2005 was the year I really dove back into what was happening in modern metal. Over at Nine Circles I ran a series of articles about the many albums I had relegated to binders, and over the course of 3 entries and almost 30 albums I think there were over a dozen just from that year. One of the bands I didn’t cover was Becoming the Archetype, and that’s that’s because their 2005 debut Terminate Damnation was never pushed to binder status. This is epic thrashing modern metal that holds up ridiculously well, bridging progressive and technical death metal with elements of metalcore wrapped in a strong, unyielding Christian ethos. God approves, and so do I.
My friend Jon who does this whole “album a thing day” much better than I do commented that despite being lumped in with a glut of other Christian metal bands in 2005 (that year being particularly hot for the niche) it was their ability to conjure a sense of the epic in their songs that helped them stand apart. Listening to something like “Elegy” it’s easy to see why. Massive, 11+ epics stand shoulder to shoulder with lengthy acoustic instrumentals and face-ripping barn burners. Over the course of 11 songs in just under an hour everything is touched and nothing is left standing. If anything Terminate Damnation hits me harder now, revealing just how well the band could craft songs that were super heavy and catchy without losing any integrity. There’s a killer blues section smacking the center of the maelstrom that is “The Epigone,” and it feels right at home.
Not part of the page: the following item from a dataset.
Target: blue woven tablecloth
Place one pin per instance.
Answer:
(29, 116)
Whammy dives, moshing riffs, and hardcore vocals that sound like bassist/singer Jason Wisdom is ready to murder the world fall right in line with the hardcore Christian messages of holding on to a higher power in the face of despair (“No Fall Too Far”) or bearing the scars of humility (the brutal “Beyond Adaptation”). In the end though, Becoming the Archetype succeed on Terminate Damnation not because of the righteous message, but because of the fury they bring to it.
*Postscript: I forgot to mention how sick that Dan Seagrave cover was and still is. Now I have.